Facebook was kind enough to send me a memory from a year ago. I must have shared this while feeling rather on-top-of-the-world and likely somewhat smug about it all. Mea Culpa.
I do agree with the statement – Wholeheartedly, but today I feel much differently about my vulnerability than I did then.
I’m feeling rather stupid. You know, that lovely nausea inducing feeling of shame and embarrassment. I absolutely believe in vulnerability, and generally, when it comes to little things, like asking for help at work or sharing my experiences with someone down and out to help them feel better, I’m good at it.
But the big things I’ve been vulnerable with have come back to bite me in the ass.

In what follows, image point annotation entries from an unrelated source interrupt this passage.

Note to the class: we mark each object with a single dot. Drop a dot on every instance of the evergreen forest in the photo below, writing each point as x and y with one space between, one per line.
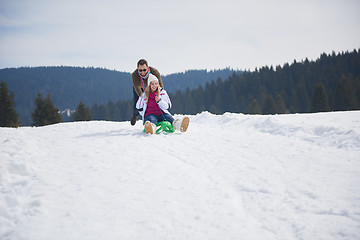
330 83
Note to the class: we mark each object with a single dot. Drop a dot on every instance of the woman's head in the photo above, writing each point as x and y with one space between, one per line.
153 85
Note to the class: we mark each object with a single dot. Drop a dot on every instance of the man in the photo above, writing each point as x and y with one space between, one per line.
140 81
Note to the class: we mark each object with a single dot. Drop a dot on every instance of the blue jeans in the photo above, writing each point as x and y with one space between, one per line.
158 118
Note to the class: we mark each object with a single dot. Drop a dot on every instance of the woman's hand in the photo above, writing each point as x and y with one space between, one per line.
157 98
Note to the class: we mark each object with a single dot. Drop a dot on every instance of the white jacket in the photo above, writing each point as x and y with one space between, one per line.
164 103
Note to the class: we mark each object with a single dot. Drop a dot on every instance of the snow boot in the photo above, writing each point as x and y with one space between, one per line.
150 127
181 124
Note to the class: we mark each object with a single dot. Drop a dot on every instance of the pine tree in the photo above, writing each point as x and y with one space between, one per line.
345 98
319 99
8 115
269 106
45 112
82 113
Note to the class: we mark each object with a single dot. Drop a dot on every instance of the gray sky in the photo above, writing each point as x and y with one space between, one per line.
174 36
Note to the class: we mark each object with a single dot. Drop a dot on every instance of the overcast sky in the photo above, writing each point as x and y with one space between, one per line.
174 36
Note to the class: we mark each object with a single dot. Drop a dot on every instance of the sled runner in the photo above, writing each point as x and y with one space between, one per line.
166 127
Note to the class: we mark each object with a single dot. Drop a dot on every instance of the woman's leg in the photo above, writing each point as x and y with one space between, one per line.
167 117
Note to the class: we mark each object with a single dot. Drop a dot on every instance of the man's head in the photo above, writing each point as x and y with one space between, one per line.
143 67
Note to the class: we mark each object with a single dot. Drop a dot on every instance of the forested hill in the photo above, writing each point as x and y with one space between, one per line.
331 83
68 86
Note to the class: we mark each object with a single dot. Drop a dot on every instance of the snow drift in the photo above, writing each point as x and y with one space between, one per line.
231 176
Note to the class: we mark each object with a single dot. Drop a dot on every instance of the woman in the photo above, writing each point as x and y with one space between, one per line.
153 106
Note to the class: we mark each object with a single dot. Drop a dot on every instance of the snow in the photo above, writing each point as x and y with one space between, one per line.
230 176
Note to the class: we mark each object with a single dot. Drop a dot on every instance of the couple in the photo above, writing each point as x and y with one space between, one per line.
151 100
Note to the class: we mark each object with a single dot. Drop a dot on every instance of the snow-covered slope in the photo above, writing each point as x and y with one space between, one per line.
231 176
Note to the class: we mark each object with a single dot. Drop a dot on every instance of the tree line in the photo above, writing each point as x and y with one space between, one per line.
331 83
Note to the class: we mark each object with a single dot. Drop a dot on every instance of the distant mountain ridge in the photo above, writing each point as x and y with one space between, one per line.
70 85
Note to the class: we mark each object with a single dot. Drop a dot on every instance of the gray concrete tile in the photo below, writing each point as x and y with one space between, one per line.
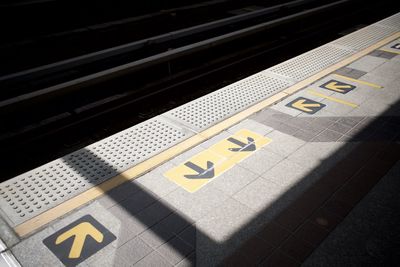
283 144
328 136
133 251
367 63
223 231
189 235
306 136
154 213
261 161
188 261
251 125
118 194
154 259
336 108
155 182
175 250
286 173
340 127
382 54
196 205
32 251
183 157
260 194
165 230
233 180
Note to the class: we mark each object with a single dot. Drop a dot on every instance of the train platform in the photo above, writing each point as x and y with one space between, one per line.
297 164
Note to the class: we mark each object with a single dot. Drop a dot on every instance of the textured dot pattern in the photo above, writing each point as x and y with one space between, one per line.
307 64
365 37
31 193
208 110
393 22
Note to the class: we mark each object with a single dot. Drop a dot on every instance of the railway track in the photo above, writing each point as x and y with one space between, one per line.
51 110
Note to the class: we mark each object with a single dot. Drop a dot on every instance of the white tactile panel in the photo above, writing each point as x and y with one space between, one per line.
365 37
208 110
31 193
392 22
307 64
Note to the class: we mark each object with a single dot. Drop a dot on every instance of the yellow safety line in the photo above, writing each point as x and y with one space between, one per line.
390 51
333 99
46 217
359 81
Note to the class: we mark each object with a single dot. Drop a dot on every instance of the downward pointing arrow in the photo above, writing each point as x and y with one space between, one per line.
304 106
80 232
201 173
335 87
250 146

Instead of feeling safe, secure and loved, I feel ashamed. I feel worse off, and the weight of the world is now resting on my shoulders way more heavily than it did a year ago.
It begs the question of how we know when to expose our bellies to a world full of people with emotional swords. The answer is something we all know; we don’t, we never will, and it’s always a risk.
Years ago I thought that it was worth the cost, you know, all of that hokey nonsense about in order to receive great love, we need to take great risks. At this age, I’m not so sure any more. I kind of like the idea of curling up in a big ball and keeping my war-weary heart safe and sound.
Weigh whom you share your weaknesses, needs and dreams with. Be as sure as you can that they will honour you where you are most fragile.
Wishing you great friends who will cherish your vulnerability, and in turn, trust you with theirs. Kindness, kindness, kindness. May it reign.